Decorators with parameters


I have a collection of functions with (mostly) shared parameters but different processes. I'd like to use a decorator to add the description for each parameter to a function's headline-level docstring.

I've tried to mimic the structure found in this answer by incorporating a nested function within appender but failed. I've also tried functools.partial but something is slightly off.

My attempt:

def appender(func, *args):
    """Appends additional parameter descriptions to func's __doc__."""
    def _doc(func):
        params = ''.join([defaultdocs[arg] for arg in args])
        func.__doc__ += '\n' + params
        return func
    return _doc

defaultdocs = {

    'a' : 
    """
    a : int, default 0
        the first parameter
    """,

    'b' : 
    """
    b : int, default 1
        the second parameter
    """
    }

@appender('a')
def f(a):
    """Title-level docstring."""
    return a 

@appender('a', 'b')
def g(a, b):
    """Title-level docstring."""
    return a + b

This fails, and it fails I believe because the first arg passed to appender is interpreted as func. So when I view the resulting docstring for g I get:

print(g.__doc__)
Title-level docstring.

    b : int, default 1
        the second parameter

because, again, 'a' is interpreted to be 'func' when I want it to be the first element of *args.

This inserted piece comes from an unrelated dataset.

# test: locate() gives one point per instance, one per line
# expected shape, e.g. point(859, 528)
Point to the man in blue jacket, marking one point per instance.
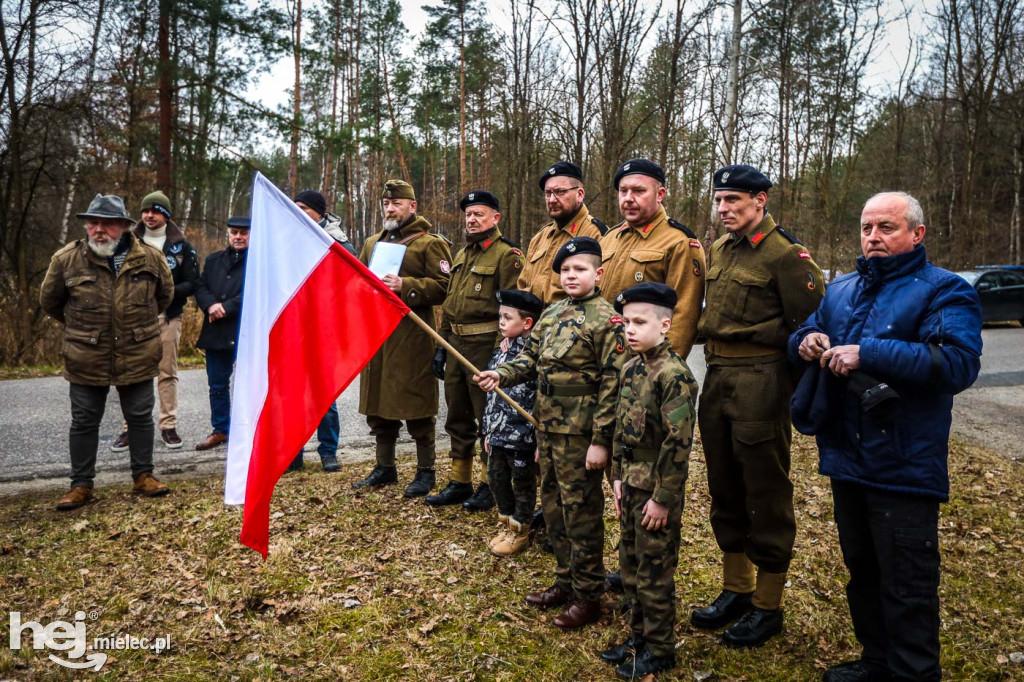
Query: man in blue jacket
point(916, 328)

How can I correct this?

Desired result:

print(g.__doc__)
Title-level docstring.

    a : int, default 0
        the first parameter

    b : int, default 1
        the second parameter

Solution

  • This happens because the variable names you pass actually get captured into a func argument.

    In order to do callable decorators in Python you need to code the function twice, having external function to accept decorator arguments and internal function to accept original function. Callable decorators are just higher-order functions that return other decorators. For example:

    def appender(*args):  # This is called when a decorator is called,
                          # e. g. @appender('a', 'b')
        """Appends additional parameter descriptions to func's __doc__."""
        def _doc(func):  # This is called when the function is about
                         # to be decorated
            params = ''.join([defaultdocs[arg] for arg in args])
            func.__doc__ += '\n' + params
            return func
        return _doc
    

    The external (appender) function acts as a factory for new decorator while _doc function is an actual decorator. Always pass it this way:

    • Pass decorator args to the external function
    • Pass original function to the internal function

    Once the Python sees this:

    @appender('a', 'b')
    def foo(): pass
    

    ...it will do something like this under the hood:

    foo = appender('a', 'b')(foo)
    

    ...which expands to this:

    decorator = appender('a', 'b')
    foo = decorator(foo)
    

    Because of how scopes in Python work, each newly returned _doc function instance will have its own local args value from the external function.